Wednesday, November 11, 2009

Faith And Filth In Fiction

The Lord keeps working in mysterious ways, meaning that despite my review of Shelley Shepard Gray’s Christian-inspirational novel ‘Hidden’ last year, Avon Inspire, an imprint of Harper Collins, continues to dubiously honour me with its publications. The latest two arrivals are by Lori Copeland, who in 1995 “sensed that God was calling her to use her gift of writing to honour Him”. This is how I came to own a promotional copy of ‘Twice Loved’, whose front cover posits the question: Will Willow sacrifice her future security for a chance at true love?

In ‘Hidden’, I did indeed find much that was hidden – namely, sex, dressed up as inspirational fiction. I opened a random page of ‘Twice Loved’ (page 119, for those of you who want to jump to the saucy bits) and discovered much the same. “I believe the Gray boys sing well enough, the judge said. But when the new organ arrives, the service will improve enormously.” I say! And further down the same page, a character called Silas announces, “Best beef I’ve had in months.” Uncle Wallace responds, “Wait until you taste the fudge cake.” You can feel the homo-sensuality oozing off the page as these nineteenth century ‘gentlemen’ discuss supposedly mundane matters.

Thinly veiled eroticism aside, let’s cut to the plot. The Civil War’s just finished, and Silas, the bloke who likes a portion of good beef, is beyond middle age, well off, and wooing Willow, the new 19-year-old school teacher at Thunder Ridge, Texas, who’s rolled into town after being advised of his availability, accidentally setting fire to the town saw mill on the day of her arrival. (It happens. And according to the narrative, the fire would “later be compared to the Second Coming” – how much later I’m not sure, given that according to a quick search on Google News, the Second Coming still hasn’t come).

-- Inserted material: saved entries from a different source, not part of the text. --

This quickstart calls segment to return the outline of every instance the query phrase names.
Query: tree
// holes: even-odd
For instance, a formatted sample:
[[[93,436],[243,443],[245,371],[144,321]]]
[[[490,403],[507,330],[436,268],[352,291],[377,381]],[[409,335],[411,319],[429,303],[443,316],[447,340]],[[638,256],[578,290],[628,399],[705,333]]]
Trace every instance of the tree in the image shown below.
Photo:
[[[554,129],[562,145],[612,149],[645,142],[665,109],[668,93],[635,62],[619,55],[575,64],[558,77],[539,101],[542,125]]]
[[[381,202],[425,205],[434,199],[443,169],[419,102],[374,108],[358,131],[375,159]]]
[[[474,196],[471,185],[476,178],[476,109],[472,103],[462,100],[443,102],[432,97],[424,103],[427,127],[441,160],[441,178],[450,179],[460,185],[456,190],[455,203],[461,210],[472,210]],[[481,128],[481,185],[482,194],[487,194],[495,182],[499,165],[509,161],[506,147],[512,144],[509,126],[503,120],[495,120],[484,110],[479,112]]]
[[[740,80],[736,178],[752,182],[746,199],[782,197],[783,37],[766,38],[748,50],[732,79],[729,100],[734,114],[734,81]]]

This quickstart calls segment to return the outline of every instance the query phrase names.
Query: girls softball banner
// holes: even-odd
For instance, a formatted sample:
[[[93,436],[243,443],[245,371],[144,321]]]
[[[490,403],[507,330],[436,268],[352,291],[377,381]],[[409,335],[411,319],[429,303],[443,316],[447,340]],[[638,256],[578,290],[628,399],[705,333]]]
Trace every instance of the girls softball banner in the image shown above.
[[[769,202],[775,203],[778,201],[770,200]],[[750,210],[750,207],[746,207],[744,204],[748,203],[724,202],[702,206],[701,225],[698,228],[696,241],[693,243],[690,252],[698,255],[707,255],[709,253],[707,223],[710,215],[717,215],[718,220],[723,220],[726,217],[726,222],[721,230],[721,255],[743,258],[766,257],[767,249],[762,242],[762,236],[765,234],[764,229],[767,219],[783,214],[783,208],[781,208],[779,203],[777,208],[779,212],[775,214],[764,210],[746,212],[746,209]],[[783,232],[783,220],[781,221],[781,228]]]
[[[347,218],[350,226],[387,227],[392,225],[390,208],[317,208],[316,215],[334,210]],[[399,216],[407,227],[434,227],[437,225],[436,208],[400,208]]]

So anyway, Willow thinks that hooking up with beefy Silas would be okay, because she’d have no money worries, and her mates Copper and Audrey, who’ve come along too, would be provided for. End of story, materially happy ever after. But wait, inspirational fiction fans, there’s another character who’s not middle-aged and wealthy, he’s young and dashing and called Tucker (yes, he really is). He owns the saw mill that the heroine reduced to ashes, and he makes Willow weep with his “impossibly good looks and headstrong manner”.

I won’t keep you in suspense any more than I kept myself in suspense (spoiler alert here for all you Lori Copeland addicts), so let’s once again make a beeline for the book’s final page. “Lunging, Tucker seized Willow by the waist and took her with him into the ditch.” You dirty Tucker! “For the first time in a long time, Thunder Ridge was wet.” And the final paragraph begins, “A grin split Willow’s features.” Silas, in case you’re worried about the old fella, cops off with Copper instead.

Having merely perused the text, it seems only fair to tackle some of the 12 questions that the author asks at the end of the book, as though conducting a Sunday school class for a particularly backward group of under-5s. “It seldom rains in Thunder Ridge – just thunder and lightning. Still, the townspeople won’t move away. They prefer to stay and trust in God to send rain. Have you ever been in a position where all you could do was pray and trust? Did God come through for you?”

I wonder what Ms Copeland’s answer is for those who prayed and trusted, but ended up drowning, or shot, or crashing, or uncured anyway. That they didn’t trust and pray hard enough? It’s nice in fiction when God comes through for the characters, but what’s the explanation when prayer doesn’t work in real life? That God likes some of us better than others? Is the entity that created our world and our universe and, I suppose, all the elliptical galaxies and spiral galaxies and irregular galaxies too, is he answering prayers based on some arbitrary code of judgment we have to guess at according to those he chooses to “come through” for? Blimey, it’s enough to make you keep your hands off the fudge cake just in case God disapproves and holds it against you when your plane’s going down and you’re praying and trusting that he’s going to step in and fix the engines.